Any waste taken to the sites will need to be separated so that all recyclable materials are placed in the correct recycling bins first – people will no longer be able to put it all in a black bag and throw it into a skip. To ensure that their trip to the Community Recycling Centre is as smooth and as efficient as possible, residents will be urged to pre-sort the waste that they are bringing to the site.
Plans are underway for opening an all-new Community Recycling Centre at the Village Farm Industrial Estate in Pyle in 2018, and the council and Kier are looking into establishing a re-use facility that can offer a range of recycled goods.
Support and enforcement
To help residents get used to using the new scheme, a team of officers will be visiting local communities and helping households with any queries, concerns or issues they may be experiencing.
While their role will focus on working with households to encourage as much recycling as possible, they will also deal with any deliberate abuse of the scheme and have the power to issue fixed penalty notices – but these will always only be used as a last resort.
Kier will also provide a dedicated call centre to support householders with all enquiries relating to the new service.
Councillor Williams continued: “We fully appreciate that adjusting to the new two bag limit might be more of a challenge for some homes than others, and we don’t intend to be heavy handed about it.
“But there is also a pressing need for us all to change our habits so that it becomes second nature for all homes to recycle whatever they can, and that’s why we’ll have a team out and about talking to residents as much as possible.
“In their ‘One Wales, One Planet’ sustainable development plan, the Welsh Government raises the bar for reducing waste and making recycling a priority for Wales, and I hope that residents will understand and support why these new procedures are necessary.

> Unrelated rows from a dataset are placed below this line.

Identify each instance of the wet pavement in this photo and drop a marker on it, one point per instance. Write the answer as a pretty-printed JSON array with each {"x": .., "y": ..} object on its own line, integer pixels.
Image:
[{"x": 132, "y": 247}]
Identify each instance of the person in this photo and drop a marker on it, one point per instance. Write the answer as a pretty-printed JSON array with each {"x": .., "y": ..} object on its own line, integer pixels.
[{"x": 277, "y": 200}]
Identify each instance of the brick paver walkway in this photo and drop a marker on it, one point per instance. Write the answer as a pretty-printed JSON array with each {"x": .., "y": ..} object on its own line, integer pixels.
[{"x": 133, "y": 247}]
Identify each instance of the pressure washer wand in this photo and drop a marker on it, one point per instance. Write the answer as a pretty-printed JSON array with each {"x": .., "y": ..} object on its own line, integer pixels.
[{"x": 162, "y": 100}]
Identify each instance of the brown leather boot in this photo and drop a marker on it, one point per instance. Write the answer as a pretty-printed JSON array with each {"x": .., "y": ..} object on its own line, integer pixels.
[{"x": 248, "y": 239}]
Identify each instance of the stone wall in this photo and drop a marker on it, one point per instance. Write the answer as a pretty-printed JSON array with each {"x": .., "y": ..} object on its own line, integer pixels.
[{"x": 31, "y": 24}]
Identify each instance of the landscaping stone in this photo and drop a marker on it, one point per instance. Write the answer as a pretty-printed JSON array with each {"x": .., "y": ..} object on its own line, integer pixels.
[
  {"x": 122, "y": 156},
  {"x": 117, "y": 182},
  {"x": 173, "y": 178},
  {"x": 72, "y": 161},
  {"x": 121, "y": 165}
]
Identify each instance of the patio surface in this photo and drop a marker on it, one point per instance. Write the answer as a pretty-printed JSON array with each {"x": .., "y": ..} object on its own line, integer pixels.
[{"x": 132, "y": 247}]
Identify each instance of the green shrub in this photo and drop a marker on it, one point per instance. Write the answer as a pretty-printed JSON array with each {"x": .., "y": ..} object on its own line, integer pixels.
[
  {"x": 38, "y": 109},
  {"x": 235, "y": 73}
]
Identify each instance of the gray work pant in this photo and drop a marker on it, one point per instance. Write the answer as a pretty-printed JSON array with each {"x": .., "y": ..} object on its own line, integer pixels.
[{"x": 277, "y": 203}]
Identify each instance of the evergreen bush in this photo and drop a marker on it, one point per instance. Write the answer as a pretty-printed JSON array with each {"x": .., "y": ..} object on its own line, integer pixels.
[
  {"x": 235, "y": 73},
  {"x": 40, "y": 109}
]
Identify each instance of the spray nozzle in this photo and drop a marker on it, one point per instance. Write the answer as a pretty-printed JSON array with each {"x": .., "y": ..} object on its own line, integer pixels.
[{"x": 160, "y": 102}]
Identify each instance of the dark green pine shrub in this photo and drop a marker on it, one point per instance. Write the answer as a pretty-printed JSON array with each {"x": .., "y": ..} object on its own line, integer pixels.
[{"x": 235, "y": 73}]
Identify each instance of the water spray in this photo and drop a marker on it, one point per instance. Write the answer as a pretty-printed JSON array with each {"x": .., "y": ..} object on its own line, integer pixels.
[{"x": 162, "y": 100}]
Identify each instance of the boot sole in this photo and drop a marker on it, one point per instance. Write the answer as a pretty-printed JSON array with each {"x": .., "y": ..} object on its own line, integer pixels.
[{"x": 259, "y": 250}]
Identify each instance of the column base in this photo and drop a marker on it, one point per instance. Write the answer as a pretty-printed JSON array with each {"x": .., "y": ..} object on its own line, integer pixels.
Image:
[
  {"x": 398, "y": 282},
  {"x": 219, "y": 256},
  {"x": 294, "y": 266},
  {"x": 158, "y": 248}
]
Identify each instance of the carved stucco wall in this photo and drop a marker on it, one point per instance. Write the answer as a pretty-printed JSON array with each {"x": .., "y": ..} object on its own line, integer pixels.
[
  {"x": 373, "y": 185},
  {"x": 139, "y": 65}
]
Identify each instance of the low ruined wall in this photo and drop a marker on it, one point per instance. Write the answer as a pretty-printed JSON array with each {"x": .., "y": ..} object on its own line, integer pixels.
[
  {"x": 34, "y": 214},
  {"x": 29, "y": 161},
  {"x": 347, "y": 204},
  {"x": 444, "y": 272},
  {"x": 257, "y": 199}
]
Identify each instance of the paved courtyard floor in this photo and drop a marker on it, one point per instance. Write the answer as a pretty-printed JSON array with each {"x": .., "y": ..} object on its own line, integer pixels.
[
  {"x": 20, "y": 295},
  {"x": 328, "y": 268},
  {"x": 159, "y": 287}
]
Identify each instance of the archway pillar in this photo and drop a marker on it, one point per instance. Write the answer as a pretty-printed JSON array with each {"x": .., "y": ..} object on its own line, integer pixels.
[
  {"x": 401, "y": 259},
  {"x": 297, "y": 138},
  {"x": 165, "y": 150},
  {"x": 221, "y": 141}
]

“As well as helping us to avoid significant financial penalties for missing the new targets, they are in line with the Welsh Government’s plans and will help ensure that our children can grow up and inherit a far cleaner, greener county borough.
“So that the change is seamless, I would encourage residents to start preparing for the new limits on waste by considering how much you are already recycling, and what you could do differently.”
Julian Tranter, Managing Director at Kier Environmental, said: “As one of the market leaders in kerbside sort recycling, Kier has worked closely with Bridgend County Borough Council to develop a new collection system to maximise recycling and position the county borough as one of the most highly performing areas in Wales.
“We look forward to working with the council and the local community over the next few months to prepare for the implementation of the new collection system, which will ensure as much waste as possible is recycled and converted into something useful such as energy or new products while reducing pressure on natural resources.”
Full details on the new recycling and waste collection procedures will be issued to all households along with a complete set of sacks, bags and containers before the new scheme begins early in June 2017.
This will include details about how households can apply for additional bags, the nappy and absorbent waste service, assisted collections and more.
There will also be a full publicity programme including community roadshows, advertising, FAQs, dedicated website and more – look out for more details soon.